- Court: Supreme Court of Appeal (South Africa)
- Full case name: Truter and Another v Deysel
- Decided: 17 March 2006
- Docket nos.: 043/05
- Citations: [2006] ZASCA 16; 2006 (4) SA 168 (SCA)

Case history
- Appealed from: Deysel v Truter and Another 2005 (5) SA 598 (C) in the High Court of South Africa, Cape of Good Hope Provincial Division

Court membership
- Judges sitting: Harms JA, Zulman JA, Navsa JA, Mthiyane JA and van Heerden JA

Case opinions
- Decision by: Van Heerden JA (unanimous)

Keywords
- Cause of action; damages; medical negligence; period of prescription, commencement of;

= Truter v Deysel =

South African legal case

Truter and Another v Deysel is an important case in South African law, with particular resonance in civil procedure and medical malpractice. It is also frequently quoted or invoked for its definition of "cause of action". It was heard in the Supreme Court of Appeal on 24 February 2006; judgment was delivered by Judge of Appeal Belinda van Heerden on 17 March. The case was an appeal from a decision in the Cape Provincial Division of the High Court of South Africa.

The plaintiff's claim was based on delict for personal injury sustained seven years earlier. The case turned on the question of when exactly, in terms of the Prescription Act, 1969, the period of prescription commences. The court held that prescription begins to run when the creditor acquires knowledge, or is deemed to have acquired knowledge, of "the facts from which the debt arises": the creditor acquires a complete cause of action for the recovery of debt when he is in possession of the entire set of facts upon which he relies to prove his claim. The cause of action is therefore complete as soon as the creditor sustains some harm; knowledge of fault or unlawfulness is not required. In this case, therefore, prescription was not delayed by the plaintiff's delay in securing an expert opinion to the effect that the defendants' conduct was negligent; an expert opinion of that kind did not constitute a fact, but instead was evidence.

== Facts ==
The respondent (plaintiff a quo), Marthinus Albertus Deysel, instituted action in the High Court against the appellants (defendants a quo) for damages for personal injury allegedly sustained by him as a result of the negligence of the defendants in their performance on him of certain medical and surgical procedures. The defendants raised a special plea of prescription. It appeared that, although the procedures had been performed on the plaintiff in 1993, it was only in early 2000 that he managed to secure medical opinion to the effect that the defendants had conducted themselves negligently; for that reason, that summons was issued only in April 2000. Under section 11(d) of the Prescription Act, the plaintiff's claim was subject to a three-year extinctive period of prescription

The question which fell for determination by the High Court was the time at which the period of prescription in respect of the plaintiff's claim had commenced to run. The High Court dismissed the special plea, finding that the period of prescription had commenced running only when the plaintiff had managed to secure medical opinion to the effect that the defendants had been negligent.

== Judgment ==
In the Supreme Court of Appeal, Judge of Appeal van Heerden held on behalf of a unanimous bench that under section 12 of the Prescription Act, prescription of a debt (which included a delictual debt) began running when the debt became due. A debt became due, in turn, when the creditor acquired knowledge of the facts from which the debt arose; in other words, when the creditor acquired a complete cause of action for the recovery of the debt, or when the entire set of facts upon which he relied to prove his claim was in place.

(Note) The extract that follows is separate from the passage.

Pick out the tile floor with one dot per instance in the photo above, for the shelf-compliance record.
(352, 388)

The court found that, in a delictual claim, the requirements of fault and unlawfulness were not factual ingredients of the cause of action; they were, rather, legal conclusions to be drawn from the facts. For the purposes of prescription, "cause of action" meant every fact which it was necessary for the plaintiff to prove in order to succeed in his claim, although it did not comprise every piece of evidence which was necessary to prove those facts. An expert opinion, to the effect that certain conduct had been negligent, was not itself a fact, but, rather, evidence.

The plaintiff in the present case, to the mind of Van Heerden, had not lacked capacity to appreciate that a wrong had been done to him. The running of prescription could therefore not be delayed on that ground. In accordance with the "once and for all" rule, a plaintiff's cause of action is complete as soon as he sustains some damage, not only in respect of the damage actually sustained, but also in respect of any damage yet to be sustained. The court found that all of the facts and information in respect of the operations performed on the plaintiff by the defendants had been known, or had been readily accessible, to him and his legal representatives as early as 1994 or 1995. Accordingly, the Supreme Court of Appeal upheld the appeal and the special plea, reversing the decision of the Cape Provincial Division.